¿Cómo implementar la función recordarme?

Question

Duplicar posible:
What is the best way to implement “remember me” for a website?

Cada usuario tiene Steam ID 32 caracteres (hecho de la siguiente manera: md5("salt" . $username . $user_password . "salt2");). Y almaceno este valor bajo el campo 'unique_id' en los usuarios de la tabla. ¿Es una buena manera de asignar este valor a las cookies del usuario y dejar que inicie sesión solo si lo tiene asignado? Y, por supuesto, verifíquelo si ese valor existe en la base de datos.

No creo que sea una buena práctica, porque si alguien roba su cookie, podrán iniciar sesión en su cuenta.

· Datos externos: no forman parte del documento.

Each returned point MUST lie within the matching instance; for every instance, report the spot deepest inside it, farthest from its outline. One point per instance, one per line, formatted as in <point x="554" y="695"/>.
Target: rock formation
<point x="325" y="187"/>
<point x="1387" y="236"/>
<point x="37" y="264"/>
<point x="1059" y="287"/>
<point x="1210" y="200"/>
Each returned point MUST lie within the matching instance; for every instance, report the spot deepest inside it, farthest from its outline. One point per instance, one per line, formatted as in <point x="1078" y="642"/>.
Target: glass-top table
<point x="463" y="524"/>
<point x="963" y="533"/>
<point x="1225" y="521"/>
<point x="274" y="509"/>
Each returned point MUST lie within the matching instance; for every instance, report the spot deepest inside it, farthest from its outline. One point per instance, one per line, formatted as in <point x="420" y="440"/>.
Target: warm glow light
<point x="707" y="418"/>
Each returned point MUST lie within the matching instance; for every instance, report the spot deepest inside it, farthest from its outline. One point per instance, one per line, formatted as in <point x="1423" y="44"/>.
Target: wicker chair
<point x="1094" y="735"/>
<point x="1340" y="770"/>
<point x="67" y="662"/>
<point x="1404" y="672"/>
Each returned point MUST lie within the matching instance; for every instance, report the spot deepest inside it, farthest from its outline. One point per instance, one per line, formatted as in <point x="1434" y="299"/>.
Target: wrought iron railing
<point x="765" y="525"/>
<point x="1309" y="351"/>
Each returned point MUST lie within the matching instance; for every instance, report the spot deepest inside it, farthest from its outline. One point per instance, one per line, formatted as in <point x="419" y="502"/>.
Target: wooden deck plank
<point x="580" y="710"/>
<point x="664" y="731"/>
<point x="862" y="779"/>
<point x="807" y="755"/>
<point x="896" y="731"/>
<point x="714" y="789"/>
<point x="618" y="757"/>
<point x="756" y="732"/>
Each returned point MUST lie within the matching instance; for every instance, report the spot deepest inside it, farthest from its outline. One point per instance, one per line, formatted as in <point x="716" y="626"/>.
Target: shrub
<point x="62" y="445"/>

¿Cuál es la otra/mejor solución? Por supuesto, lo más seguro es, probablemente, almacenarlo en sesiones, pero quiero implementar esta función de recordarme.

Gracias.

Answer 1

nombre

Say de la tabla de base de datos para la cookie persistente es pcookies con las siguientes columnas:

• cookie_id (CHAR)
• user_id (INT)
• caducidad (DATETIME)
• sal (CHAR)

pasos de creación de cookies:

1. Después del inicio de sesión exitoso, cree un registro de cookies en la base de datos con una identificación única. Puede generarlo con hash_hmac ('sha512', $ token, $ salt) donde $ token = uniqid ($ user_id, TRUE) y $ salt = md5 (mt_rand()).
2. Almacene 'id de usuario', 'tiempo de expiración' y 'sal' junto con 'id de cookie' en la base de datos.
3. Almacenar 'cookie id' y 'token' en la cookie.

pasos de autenticación:

1. Si hay una cookie persistente encontrado, comprobar primero si el registro está disponible en la base de datos o no.
2. Si el registro está disponible, verifique si la cookie expira o no.
3. Si la cookie no caduca, valide la id de cookie por $ cookie_id == hash_hmac ('sha512', $ token_from_cookie, $ salt_from_db).
4. Una vez que se valida la cookie, elimínela de la base de datos y cree una nueva cookie de acuerdo con los pasos de creación de cookies anteriores.
5. Si la cookie se encuentra como no válida, borre la cookie del dispositivo y elimine todos los demás registros de cookies del usuario de la base de datos, observe el uso de un intento de robo y proceda al proceso de inicio de sesión manual.

Notas:

• Cuando sesión está disponible, hacer caso omiso de comprobar galletas.
• Después del cierre de sesión, borre la cookie junto con el registro de la base de datos.
• Nunca permita que los usuarios ejecuten solicitudes confidenciales como cambiar la contraseña o ver información de la tarjeta de crédito desde un inicio de sesión persistente de cookies. Invoque la contraseña para iniciar sesión y agregue un indicador en la sesión para permitir todas las operaciones posteriores.

Answer 2

Estos dos mensajes proporcionan excelentes directrices de aplicación para las cookies de inicio de sesión persistentes:

• http://fishbowl.pastiche.org/2004/01/19/persistent_login_cookie_best_practice/
• http://jaspan.com/improved_persistent_login_cookie_best_practice

(Leer en el orden dado, ya que el segundo mejora la primera uno.)